Google has slowly drifted away from its previous cultural touchstones, such as its "Don't Be Evil" motto and the once ubiquitous 20% time for employee pet projects, which insiders say still exists but in a different form where employees will usually help out on other existing projects rather than starting something from scratch.

But sources say 2018 was the tipping point when Google's culture changed irrevocably. 

Google grappled with several major controversies and a company-wide employee walkout that year. In 2019 Sergey and Larry stopped attending TGIF sessions altogether, which employees say was an obvious sign that 2018 had shifted the company's culture.

"Sundar is much more careful with his words"

Under Pichai, there's less room for the candid and freewheeling internal culture of old, a change that some insiders acknowledge was not unreasonable for a company of Google's size.

"Sundar is much more careful with his words than Larry, Sergey or Eric were," said another Google employee. "I saw my fair share of events where Larry, Sergey or Eric would say say something that would give Kent [Walker, Google's chief legal officer] heartburn."

Sundar Pichai Google

The TGIF meetings are just one of the ways Google communicates with employees.
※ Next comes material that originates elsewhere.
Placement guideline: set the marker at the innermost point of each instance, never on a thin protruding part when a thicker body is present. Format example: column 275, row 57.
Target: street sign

Right now, a lot of the internal messaging comes through emails or posts on Google's internal network, Moma.

One tool inside Moma is Memegen, a meme generator where employees anonymously create funny pictures often skewering the company and leadership. When everything else inside the company can feel in flux, Memegen is the one constant that employees still turn to in order to blow off steam.

Larry Page and Sergey Brin are now essentially checked out of Google, although they are still directors on the Alphabet board. As for Google's TGIF sessions, employees now post questions ahead of time and others can vote on the ones they want to prioritize. 

But employees say the breakdown in regular face-to-face meetings has created a distance between leadership and employees that some are unhappy about. "I think the TGIF change was bad for the company," said one insider. "It really silences calls for accountability at the top. Leaders need to take the hard questions."

Weekly meetings are still held for certain regions and parts of the organization, but employees who have been at the company for many years say they miss the weekly rough-and-tumble sessions that gave Google its identity.

"Sergey and Larry were the beating heart of TGIF for a long time," said one long-time employee. "In hindsight, it's obvious to see that once they stopped attending, TGIF would slowly wither away."